Nanopores, microfluidics get $14.5M from NIH for new DNA sequencing tech
The National Institutes of Health (NIH) has awarded $14.5 million in eight grants to researchers working to develop high quality and low cost DNA sequencing. The grants are each for two to four years and are awarded through the Advanced DNA Sequencing Technology program of the National Human Genome Research Institute (NHGRI), a part of NIH.
Half of the projects receiving funding involve nanopores. These include $2.29 million for Mark Akeson of University of California at Santa Cruz to study improving the accuracy of a nanopore device to identify each nucleotide; $592,000 to Boyan Boyanov at Illumina ($ILMN) to improve the robustness of biological nanopores by combining them with computer chips to create a hybrid protein solid-state nanopore array system to sequence DNA on a large scale; $880,000 to Marija Drndic at the University of Pennsylvania to create a synthetic nanopore from graphene to allow faster DNA detection; and $4.4 million for M. Reza Ghadiri at The Scripps Research Institute to try three approaches to using protein nanopore arrays to sequence a human genome in as little as 10 minutes.

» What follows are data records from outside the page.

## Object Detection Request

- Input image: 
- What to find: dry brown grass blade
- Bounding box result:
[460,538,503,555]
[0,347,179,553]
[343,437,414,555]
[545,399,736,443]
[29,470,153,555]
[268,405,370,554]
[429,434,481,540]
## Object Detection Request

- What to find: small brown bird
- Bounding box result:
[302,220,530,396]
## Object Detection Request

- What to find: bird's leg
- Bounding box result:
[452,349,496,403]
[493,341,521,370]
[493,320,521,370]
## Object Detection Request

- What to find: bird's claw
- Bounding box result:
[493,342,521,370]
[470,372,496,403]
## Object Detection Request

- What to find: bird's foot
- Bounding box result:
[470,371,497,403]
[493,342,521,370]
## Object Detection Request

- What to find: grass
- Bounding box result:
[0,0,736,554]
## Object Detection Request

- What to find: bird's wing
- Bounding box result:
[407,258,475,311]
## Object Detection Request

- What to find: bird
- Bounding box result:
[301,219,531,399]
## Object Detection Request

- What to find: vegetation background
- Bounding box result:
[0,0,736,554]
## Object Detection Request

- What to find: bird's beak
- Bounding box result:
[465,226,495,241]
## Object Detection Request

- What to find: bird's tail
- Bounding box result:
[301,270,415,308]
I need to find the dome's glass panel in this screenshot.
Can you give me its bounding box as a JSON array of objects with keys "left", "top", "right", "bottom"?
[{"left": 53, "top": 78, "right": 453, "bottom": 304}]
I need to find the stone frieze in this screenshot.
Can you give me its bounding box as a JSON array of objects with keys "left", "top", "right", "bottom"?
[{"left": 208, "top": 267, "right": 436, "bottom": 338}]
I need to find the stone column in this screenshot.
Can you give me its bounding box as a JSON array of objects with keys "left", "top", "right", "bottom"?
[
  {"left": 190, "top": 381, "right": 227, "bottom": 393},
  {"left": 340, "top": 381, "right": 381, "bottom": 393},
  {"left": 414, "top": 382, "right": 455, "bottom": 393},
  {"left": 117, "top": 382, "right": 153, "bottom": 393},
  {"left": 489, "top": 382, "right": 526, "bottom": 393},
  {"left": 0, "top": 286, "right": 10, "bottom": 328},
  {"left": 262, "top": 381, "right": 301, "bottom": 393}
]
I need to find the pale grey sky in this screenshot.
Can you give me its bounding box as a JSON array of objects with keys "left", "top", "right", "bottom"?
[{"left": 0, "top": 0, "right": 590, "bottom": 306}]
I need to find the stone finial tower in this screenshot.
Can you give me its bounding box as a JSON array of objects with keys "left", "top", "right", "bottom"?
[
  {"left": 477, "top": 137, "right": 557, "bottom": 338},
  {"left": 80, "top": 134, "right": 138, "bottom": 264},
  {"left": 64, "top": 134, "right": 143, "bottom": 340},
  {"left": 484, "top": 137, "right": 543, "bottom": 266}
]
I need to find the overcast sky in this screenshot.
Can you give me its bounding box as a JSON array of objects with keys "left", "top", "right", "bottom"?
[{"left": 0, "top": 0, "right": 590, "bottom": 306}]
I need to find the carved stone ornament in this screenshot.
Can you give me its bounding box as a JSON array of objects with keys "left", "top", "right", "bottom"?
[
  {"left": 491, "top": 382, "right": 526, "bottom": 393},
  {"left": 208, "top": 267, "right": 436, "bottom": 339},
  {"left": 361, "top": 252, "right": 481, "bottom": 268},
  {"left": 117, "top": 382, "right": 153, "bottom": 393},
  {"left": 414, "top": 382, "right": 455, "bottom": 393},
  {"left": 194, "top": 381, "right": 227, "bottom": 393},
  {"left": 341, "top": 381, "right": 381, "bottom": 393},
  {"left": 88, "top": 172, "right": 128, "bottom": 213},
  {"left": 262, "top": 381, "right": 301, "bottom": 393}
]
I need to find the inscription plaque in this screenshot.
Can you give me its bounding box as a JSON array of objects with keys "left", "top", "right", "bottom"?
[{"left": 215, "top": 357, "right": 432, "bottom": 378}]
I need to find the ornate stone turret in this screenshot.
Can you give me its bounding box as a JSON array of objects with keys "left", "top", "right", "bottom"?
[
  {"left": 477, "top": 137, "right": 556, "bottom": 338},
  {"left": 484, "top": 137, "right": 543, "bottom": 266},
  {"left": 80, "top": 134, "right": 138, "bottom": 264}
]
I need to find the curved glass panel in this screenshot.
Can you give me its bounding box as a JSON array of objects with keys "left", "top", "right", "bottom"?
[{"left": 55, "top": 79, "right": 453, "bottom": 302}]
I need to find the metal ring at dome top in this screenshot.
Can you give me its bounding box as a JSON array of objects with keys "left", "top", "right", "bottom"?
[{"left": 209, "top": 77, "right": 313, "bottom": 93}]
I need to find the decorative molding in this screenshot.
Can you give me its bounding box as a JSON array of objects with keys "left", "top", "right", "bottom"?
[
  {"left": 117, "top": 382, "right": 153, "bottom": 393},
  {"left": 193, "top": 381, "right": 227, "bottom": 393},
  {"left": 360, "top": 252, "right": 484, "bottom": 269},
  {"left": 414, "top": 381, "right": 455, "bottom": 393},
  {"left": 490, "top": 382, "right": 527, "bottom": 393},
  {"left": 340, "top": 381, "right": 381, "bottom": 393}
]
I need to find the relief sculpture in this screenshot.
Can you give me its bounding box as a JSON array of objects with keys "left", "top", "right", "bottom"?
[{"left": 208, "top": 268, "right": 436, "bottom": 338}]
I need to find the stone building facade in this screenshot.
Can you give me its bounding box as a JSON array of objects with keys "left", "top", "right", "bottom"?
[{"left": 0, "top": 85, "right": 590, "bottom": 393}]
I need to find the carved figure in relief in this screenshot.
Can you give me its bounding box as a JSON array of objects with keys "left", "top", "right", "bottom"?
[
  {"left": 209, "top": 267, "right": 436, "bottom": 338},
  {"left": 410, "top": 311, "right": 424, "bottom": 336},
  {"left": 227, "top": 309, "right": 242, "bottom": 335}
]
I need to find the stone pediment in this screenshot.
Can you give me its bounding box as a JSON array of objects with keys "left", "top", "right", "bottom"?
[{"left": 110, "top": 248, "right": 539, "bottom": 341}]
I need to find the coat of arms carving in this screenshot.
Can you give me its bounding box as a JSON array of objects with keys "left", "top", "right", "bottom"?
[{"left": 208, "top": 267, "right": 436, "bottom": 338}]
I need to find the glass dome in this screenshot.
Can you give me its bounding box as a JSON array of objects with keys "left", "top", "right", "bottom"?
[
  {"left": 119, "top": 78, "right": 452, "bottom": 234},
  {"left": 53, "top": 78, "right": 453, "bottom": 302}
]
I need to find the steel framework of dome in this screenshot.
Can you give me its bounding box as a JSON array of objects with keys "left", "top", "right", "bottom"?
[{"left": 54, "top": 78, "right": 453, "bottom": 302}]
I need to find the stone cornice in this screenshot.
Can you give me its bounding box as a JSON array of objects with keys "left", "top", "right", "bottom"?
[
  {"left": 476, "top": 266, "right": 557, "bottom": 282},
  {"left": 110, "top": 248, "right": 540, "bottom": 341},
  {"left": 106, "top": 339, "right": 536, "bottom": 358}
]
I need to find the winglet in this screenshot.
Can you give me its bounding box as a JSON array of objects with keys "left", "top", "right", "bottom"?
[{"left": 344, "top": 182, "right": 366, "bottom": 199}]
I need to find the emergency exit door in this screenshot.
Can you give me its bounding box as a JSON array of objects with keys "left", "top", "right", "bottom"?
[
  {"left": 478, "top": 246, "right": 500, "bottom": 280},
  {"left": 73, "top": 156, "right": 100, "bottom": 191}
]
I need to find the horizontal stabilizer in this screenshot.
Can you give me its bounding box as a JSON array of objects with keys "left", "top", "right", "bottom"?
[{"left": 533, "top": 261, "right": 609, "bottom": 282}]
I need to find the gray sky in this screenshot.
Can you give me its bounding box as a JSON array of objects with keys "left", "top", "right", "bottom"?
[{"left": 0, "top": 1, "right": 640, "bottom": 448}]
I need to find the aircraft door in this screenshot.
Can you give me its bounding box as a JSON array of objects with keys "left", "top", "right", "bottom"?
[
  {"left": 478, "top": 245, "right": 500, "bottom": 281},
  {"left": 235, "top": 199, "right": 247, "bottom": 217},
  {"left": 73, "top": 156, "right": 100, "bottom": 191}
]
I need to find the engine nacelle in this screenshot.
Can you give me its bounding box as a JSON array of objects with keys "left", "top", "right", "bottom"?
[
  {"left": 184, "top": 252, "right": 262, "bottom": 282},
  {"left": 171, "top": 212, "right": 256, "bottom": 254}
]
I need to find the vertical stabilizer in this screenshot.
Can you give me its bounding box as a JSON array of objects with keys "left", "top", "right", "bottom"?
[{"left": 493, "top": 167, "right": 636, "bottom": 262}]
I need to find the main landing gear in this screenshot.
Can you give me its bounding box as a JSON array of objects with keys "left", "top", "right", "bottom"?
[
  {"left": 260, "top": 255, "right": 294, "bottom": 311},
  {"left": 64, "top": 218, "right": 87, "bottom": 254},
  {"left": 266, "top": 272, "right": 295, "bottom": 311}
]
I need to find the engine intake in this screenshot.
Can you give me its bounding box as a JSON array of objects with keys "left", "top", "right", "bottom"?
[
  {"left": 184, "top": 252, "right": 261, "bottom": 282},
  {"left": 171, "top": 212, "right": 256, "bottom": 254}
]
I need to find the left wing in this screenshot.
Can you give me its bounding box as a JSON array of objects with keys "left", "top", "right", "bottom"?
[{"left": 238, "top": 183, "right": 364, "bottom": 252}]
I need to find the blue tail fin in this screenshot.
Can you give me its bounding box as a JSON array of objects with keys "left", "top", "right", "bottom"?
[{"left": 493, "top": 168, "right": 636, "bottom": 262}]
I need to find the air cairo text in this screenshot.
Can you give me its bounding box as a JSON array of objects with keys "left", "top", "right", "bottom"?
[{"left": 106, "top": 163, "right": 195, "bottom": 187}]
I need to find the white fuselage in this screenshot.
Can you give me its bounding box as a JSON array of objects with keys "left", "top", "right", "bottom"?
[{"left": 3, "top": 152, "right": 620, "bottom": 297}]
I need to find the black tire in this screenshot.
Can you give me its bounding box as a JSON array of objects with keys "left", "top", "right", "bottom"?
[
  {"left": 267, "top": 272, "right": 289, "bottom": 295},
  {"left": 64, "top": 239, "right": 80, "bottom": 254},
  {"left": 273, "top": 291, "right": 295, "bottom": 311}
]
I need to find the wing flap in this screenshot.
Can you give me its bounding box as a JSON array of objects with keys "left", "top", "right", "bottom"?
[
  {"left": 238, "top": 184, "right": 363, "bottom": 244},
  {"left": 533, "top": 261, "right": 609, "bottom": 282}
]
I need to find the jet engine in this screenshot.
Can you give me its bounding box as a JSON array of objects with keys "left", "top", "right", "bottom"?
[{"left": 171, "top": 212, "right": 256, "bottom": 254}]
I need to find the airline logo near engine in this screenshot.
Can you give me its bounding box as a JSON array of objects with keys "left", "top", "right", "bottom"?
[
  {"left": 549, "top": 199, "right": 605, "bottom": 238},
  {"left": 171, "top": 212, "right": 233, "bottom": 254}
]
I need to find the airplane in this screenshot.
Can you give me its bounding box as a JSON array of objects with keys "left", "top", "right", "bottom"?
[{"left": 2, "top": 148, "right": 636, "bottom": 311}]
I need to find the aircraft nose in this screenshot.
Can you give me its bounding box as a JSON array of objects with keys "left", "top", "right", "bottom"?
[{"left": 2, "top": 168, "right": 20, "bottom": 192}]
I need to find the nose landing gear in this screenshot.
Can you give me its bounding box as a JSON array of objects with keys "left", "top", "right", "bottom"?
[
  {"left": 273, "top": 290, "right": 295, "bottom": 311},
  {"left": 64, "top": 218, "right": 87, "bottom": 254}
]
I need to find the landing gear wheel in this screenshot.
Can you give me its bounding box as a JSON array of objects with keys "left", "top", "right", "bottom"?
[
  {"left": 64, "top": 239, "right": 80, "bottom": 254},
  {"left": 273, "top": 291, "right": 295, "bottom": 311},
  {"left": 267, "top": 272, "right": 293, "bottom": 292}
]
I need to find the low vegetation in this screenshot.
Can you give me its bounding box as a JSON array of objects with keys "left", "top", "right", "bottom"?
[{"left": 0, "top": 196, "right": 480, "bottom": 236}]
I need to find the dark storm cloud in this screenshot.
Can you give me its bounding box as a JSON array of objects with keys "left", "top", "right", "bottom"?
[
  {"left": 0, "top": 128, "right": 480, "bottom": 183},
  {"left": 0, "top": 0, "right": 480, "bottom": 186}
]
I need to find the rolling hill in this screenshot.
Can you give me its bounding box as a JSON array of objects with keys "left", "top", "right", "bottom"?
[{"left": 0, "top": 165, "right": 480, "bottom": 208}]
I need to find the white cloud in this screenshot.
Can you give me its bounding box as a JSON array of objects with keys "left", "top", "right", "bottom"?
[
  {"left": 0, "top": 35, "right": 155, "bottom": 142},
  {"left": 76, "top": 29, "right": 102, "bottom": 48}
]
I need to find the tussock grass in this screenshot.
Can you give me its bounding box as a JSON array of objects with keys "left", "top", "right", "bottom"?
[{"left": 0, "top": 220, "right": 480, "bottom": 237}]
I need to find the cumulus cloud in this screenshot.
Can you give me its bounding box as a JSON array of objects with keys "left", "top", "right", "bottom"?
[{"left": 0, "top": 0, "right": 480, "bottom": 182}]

"While we continue to support many research projects centered on the development of nanopore technology, some of the new grants focus on additional unique approaches to sequencing DNA," NHGRI Genome Technology Program Director Jeffery Schloss said in a statement. He is also director of the Division of Genome Sciences.
He continued, "Despite discussion about approaching the goal of sequencing a genome for only $1,000, many challenges remain in terms of containing costs and achieving a high quality of DNA sequencing data." These are the last awards under the Advanced DNA Sequencing Technology program, which began in 2004.
The remaining winners are Caerus Molecular Diagnostics, whose Javier Farinas got $701,000 to use an engineered enzyme switch to copy DNA for easier and more accurate detection; Eve Biomedical, whose Theofilos Kotseroglou received $500,000 to study DNA sequencing using a polymerase on a carbon nanotube; and the University of Washington at Seattle, whose Jay Shendure got $1.7 million to work on molecular biology techniques to better stitch together genomes across long distances.